In recognizing these emotions, a connection is established between the main character / narrator and the listener. Take a look at the video below, about the runner Derek Redmond …
And … nothing is as persuasive as emotions. Perhaps you have once bought a house and had drawn up a list of criteria it had to meet. That is, until you saw that one house and immediately (literally) were sold. Even though it did not meet any of your criteria. Your emotions decided for you. Nobel Laureate Daniel Kahneman explains the way this works in his book Thinking fast and slow. In short, it comes down to this: we all have a fast, emotional brain and a slow, rational brain. Most decisions, including the crucial ones, are conveniently left to our emotional brain. That’s good to know!
Thanks to science, we increasingly understand the way the world works: how solar eclipses arise, why it rains more often at a certain place in the world than it does at others, why the sun sets earlier in summer in the Netherlands than, for example, in the north of Sweden, etc.
Before this knowledge was available, people also sought explanations for these, and other, events. That is how we, humans, are: we want to understand, we want to make sense of things, we want to understand why things happen. It is the first question we ask ourselves when we are confronted with remarkable events.
In order to address the need to understand how the world works and why certain events take place, humans throughout history have developed stories that both explained and made sense. These stories, this ‘knowledge’, they handed over to future generations. Thus, stories were important carriers of meaning and knowledge.

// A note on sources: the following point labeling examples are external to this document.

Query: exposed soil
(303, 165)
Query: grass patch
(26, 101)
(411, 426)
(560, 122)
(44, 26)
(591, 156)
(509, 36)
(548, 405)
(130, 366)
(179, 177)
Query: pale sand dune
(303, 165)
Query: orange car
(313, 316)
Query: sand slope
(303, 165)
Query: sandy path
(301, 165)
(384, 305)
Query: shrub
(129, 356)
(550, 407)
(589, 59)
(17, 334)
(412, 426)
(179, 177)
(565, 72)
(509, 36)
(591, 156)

Some stories, which have been preserved in the form of myths, legends and traditions, we now no longer consider to be ‘true’. But for the storytellers in the old days they certainly were! That’s how it goes with stories: we need them to get to grips with a complicated world. They are our personal truths.
We still develop stories. Again and again, every day. Because we, too, need to understand the world around us. And we, too, need to make sense of what happens to us and to what we see happening around us. We need to understand the connections between one event and another. This is exactly what stories do: they help us understand the connection between events, facts, etc..
This video from MSL Group again summarizes what the power of stories and storytelling is.
Why Business Storytelling?
As you can read in the adjoining text:
- Stories make the abstract real and tangible.
Thus, stories can bring to life and give meaning to abstract core values, an abstract strategic objective or an abstract vision;
- stories have a huge capacity to connect.
Hence, stories can engage employees strongly to their organization and its objectives (employee engagement); they can help leaders to develop deep and meaningful connections with their employees; they can help to build strong connections between the outside world and the inner world of an organization (alignment);
- stories are very persuasive.
So, stories can get employees to connect with (change) objectives, win clients for an organization or put entrepreneurs and companies firmly on the map;
- stories help us to remember, learn and share knowledge.
So, stories play an essential role in training, education and knowledge management;
- stories are of human expectations.
So, wherever people matter, stories matter;
Stories are told everywhere and by everyone. Those who listen to the stories gain valuable insight into experiences, perceptions and emotions of people: the undercurrent. Therefore, storylistening is at least as important as storytelling.